Addressing static or leakage-based power consumption requires new techniques and standards that fall outside the scope of traditional HDL-based flows. The IEEE Standard 1801-2009, based on Accellera’s Unified Power Format (UPF), allows designers to describe low power design intent and improve the way complex integrated circuits can be designed, verified and implemented. This world-wide open standard for low power from IEEE permits all EDA tool providers to implement advanced tool features that enable the design of low-power ICs. Starting at the Register Transfer Level (RTL) and progressing into the detailed levels of implementation and verification, UPF facilitates an interoperable, multi-vendor tool flow and ensures consistency throughout the design process.
- Advantages of UPF:
- The UPF file is the input to several tools (e.g., simulation, synthesis, formal verification, and place-and-route tools).
- Synthesis tools can read the RTL/UPF design input files and produce a netlist.
- The UPF file may be reused without change later in the tool flow.
- A UPF specification can be included with the other deliverables of intellectual-property (IP) blocks and reused along with the other delivered IP files.
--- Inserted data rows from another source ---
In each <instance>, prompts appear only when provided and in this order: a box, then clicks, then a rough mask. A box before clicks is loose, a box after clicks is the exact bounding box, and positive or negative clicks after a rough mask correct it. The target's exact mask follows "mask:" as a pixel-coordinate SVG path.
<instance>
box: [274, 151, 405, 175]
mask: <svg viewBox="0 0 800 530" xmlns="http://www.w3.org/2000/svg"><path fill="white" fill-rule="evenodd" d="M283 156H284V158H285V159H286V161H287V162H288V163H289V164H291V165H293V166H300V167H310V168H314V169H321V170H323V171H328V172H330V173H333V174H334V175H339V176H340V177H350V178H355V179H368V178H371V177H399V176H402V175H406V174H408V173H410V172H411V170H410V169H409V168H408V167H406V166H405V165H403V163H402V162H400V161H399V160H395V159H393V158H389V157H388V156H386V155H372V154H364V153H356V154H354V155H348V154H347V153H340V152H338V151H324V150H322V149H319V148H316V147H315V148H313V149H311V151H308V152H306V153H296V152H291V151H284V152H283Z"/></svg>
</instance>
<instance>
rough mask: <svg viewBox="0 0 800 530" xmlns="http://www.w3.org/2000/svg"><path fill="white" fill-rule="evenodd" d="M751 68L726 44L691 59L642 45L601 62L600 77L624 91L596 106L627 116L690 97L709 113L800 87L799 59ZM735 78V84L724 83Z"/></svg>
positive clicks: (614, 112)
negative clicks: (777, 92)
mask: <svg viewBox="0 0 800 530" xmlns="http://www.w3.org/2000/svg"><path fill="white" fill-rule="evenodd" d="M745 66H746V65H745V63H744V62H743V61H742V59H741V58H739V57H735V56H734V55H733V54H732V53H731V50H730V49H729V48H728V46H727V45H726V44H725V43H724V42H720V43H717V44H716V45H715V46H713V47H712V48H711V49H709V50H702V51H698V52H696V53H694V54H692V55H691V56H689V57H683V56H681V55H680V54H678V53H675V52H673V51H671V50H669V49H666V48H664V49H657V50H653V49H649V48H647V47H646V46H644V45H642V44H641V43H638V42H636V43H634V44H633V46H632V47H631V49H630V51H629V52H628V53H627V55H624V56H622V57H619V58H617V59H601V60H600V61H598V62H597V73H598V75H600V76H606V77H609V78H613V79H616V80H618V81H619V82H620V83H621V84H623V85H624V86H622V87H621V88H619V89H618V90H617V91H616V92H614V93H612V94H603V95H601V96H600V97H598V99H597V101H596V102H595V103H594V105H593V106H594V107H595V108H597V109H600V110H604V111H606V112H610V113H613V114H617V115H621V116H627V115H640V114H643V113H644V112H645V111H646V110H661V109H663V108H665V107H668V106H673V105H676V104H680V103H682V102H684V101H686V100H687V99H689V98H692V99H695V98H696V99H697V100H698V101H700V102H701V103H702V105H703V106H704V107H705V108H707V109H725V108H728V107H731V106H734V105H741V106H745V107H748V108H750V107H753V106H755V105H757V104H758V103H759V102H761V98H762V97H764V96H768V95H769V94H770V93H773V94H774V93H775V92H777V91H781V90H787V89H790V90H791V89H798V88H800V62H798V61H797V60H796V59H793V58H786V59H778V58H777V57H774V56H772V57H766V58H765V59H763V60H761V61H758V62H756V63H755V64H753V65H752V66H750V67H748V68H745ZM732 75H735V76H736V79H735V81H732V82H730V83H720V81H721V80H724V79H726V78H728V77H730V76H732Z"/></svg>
- The same standard can be used in a multi-vendor tool flow
Synopsys support for UPF
As one of the leaders in the development and ratification of the UPF standard, Synopsys provides several tools and solutions based on the IEEE 1801-2009 UPF standard, most prominently the Low Power Solution.
Detailed information about IEEE 1801-2009 can be found here.
EDA companies and their customers had gone on individual quests to address the need for a low-power design and verification flow until the Unified Power Format (UPF) standard initiative was introduced. In July 2006, the industry became critically aware of the need for a common standard to describe low-power design intent throughout a multi-vendor design flow. Texas Instruments, Nokia, Magma Design Automation, Mentor Graphics, and Synopsys showed leadership in helping to coalesce many electronic design automation (EDA) suppliers and end-user companies around the UPF standard. With their backing, UPF has become the fastest EDA standard produced by Accellera to date with the highest number of technology donations converged into a single, open standard. In February 2007, Accellera delivered UPF to the IEEE Standards Association for formal ratification as IEEE Std. P1801™.
Subsequently, LSI Corp (formerly LSI Logic), Infineon and Nordic Semiconductor along with the original participants under Accellera efforts enhanced the low power specification for broader use and adoption by the user and EDA vendor community. In March 2009, this specification was formally approved by IEEE as the IEEE 1801-2009 standard.